All UK government departments produced open data strategies in June 2012, to accompany a Cabinet Office white paper on open data. The Cabinet Office is responsible for government-wide transparency and open data. The Cabinet Office and DFID also convene an ‘IATI Practitioners Group’ for Departments to share best practice and have committed to advise other government departments that have not published an IATI implementation schedule yet as part of their work to encourage other government departments to publish to IATI.

The UK is a founder member of the Open Government Partnership and is in the process of implementing its second National Action Plan for 2013–2015, which was published in October 2013, and developed in partnership with civil society organisations. The UK has also endorsed the Open Aid Partnership.
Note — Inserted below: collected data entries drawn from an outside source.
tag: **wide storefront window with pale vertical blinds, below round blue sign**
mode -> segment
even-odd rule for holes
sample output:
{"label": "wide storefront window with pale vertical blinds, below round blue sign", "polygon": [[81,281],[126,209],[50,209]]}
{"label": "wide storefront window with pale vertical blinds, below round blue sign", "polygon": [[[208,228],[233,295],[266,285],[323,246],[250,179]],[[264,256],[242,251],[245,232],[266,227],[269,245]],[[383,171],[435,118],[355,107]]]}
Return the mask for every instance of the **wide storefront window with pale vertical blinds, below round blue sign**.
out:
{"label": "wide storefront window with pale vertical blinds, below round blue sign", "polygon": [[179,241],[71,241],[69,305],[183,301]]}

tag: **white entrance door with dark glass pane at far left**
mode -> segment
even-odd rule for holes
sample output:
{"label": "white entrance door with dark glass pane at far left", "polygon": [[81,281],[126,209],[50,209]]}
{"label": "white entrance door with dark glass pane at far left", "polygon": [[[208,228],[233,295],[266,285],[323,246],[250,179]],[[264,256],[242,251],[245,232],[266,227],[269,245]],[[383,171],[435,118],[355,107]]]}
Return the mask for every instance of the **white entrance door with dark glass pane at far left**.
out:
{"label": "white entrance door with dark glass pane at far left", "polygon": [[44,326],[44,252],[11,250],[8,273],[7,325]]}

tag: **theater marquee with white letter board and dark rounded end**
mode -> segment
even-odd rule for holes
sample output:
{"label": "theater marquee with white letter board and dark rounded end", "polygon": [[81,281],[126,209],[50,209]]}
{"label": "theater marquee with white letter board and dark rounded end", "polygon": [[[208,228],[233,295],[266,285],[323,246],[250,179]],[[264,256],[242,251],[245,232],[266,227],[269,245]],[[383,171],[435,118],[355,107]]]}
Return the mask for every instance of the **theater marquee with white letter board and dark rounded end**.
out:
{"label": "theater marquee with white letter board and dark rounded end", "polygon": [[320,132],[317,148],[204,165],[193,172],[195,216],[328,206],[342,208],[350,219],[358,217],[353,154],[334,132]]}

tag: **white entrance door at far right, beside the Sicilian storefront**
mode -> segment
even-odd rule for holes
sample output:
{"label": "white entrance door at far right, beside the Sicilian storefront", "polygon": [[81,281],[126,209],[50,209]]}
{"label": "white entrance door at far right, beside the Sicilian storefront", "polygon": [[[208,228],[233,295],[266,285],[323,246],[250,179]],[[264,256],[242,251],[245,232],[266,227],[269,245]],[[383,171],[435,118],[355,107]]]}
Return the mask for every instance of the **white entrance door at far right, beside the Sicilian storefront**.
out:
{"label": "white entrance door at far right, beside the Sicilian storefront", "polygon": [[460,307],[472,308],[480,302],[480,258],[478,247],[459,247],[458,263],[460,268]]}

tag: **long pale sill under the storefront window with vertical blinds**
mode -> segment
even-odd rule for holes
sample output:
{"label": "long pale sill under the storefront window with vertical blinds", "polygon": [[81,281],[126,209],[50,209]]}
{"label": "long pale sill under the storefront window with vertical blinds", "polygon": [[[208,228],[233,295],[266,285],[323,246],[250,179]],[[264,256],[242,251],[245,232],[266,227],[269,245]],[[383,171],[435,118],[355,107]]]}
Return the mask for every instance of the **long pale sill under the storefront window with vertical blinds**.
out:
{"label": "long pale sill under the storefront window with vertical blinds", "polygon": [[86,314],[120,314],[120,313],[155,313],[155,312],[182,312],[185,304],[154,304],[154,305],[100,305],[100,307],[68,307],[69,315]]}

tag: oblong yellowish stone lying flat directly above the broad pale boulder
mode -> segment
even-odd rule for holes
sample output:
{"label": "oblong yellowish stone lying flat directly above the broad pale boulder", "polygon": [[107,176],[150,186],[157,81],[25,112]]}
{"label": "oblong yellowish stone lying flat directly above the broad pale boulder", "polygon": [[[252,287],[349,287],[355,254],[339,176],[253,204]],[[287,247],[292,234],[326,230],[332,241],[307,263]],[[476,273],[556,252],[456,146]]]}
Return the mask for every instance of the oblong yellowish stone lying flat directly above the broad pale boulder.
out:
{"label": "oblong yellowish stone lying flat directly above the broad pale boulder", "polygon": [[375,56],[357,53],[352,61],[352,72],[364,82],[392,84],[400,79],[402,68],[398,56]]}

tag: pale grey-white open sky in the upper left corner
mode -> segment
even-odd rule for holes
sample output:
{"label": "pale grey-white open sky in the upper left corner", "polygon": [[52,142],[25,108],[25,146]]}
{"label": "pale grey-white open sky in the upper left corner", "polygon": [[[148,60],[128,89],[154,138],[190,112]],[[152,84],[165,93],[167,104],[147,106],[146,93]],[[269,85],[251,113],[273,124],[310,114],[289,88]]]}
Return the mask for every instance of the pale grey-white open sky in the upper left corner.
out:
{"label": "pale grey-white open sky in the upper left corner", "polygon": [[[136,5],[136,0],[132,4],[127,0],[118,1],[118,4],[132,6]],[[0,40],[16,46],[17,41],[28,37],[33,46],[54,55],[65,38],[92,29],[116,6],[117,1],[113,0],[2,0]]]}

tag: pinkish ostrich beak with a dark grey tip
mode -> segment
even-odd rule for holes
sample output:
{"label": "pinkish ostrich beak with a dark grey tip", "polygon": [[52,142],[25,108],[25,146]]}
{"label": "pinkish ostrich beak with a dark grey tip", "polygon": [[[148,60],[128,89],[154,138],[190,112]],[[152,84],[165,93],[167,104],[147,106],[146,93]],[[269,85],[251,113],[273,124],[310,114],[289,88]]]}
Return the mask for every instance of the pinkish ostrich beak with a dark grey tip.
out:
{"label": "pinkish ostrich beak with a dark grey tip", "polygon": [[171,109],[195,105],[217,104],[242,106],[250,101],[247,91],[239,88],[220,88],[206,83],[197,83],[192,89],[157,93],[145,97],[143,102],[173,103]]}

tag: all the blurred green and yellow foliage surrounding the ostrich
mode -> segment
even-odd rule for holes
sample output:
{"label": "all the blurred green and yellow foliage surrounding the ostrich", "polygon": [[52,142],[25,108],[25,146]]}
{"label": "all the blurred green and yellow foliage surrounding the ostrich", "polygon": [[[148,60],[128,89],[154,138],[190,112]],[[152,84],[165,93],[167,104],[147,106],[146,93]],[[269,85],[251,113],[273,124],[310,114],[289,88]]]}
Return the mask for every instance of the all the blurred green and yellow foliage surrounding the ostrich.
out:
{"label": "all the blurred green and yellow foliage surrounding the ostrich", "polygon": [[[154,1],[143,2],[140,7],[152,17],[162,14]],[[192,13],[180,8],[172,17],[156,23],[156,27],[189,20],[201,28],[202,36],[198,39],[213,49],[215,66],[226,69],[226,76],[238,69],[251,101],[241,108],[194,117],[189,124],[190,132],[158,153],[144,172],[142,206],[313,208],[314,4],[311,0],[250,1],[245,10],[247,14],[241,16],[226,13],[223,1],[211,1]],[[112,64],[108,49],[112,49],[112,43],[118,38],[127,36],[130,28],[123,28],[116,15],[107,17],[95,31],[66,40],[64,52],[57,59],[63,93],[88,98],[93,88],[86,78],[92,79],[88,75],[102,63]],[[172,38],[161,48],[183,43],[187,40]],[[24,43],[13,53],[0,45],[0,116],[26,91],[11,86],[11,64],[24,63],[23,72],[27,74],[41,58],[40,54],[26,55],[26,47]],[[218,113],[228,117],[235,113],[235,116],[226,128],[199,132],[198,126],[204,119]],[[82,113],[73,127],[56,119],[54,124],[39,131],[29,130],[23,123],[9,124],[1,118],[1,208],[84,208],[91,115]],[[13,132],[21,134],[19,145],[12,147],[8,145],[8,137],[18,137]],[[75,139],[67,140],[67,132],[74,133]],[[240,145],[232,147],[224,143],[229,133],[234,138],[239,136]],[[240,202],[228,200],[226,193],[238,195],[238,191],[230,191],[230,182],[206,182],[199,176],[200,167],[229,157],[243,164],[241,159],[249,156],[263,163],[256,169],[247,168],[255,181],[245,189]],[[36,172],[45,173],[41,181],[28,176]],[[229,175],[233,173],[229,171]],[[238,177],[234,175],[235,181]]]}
As in 2013, the 2014 results show the three UK departments at very different stages of transparency. DFID ranks second and remains a leader in aid transparency and in its overall approach to open data for development. The FCO is ranked 35th and is in the fair category. It has made the political and technical commitment to greater aid transparency, but is still in the process of implementing fundamental changes to its publishing approach meaning that progress since 2013 has been limited. MOD, ranked 60th and in the very poor category, remains unresponsive to calls for greater aid transparency.

RECOMMENDATIONS

  • As the department responsible for promoting the release of government data, the Cabinet Office should keep working with aid-spending departments to develop individual timelines and commitments to greater transparency, including publication to IATI.
  • The UK should actively use its IATI data in its programming and coordination processes and promote the access and use of this information by others.
  • It should update its OGP National Action Plan to include more ambitious commitments on aid transparency.
  • All implementing partners of UK aid, including private contractors, should be required to publish to IATI by 2015.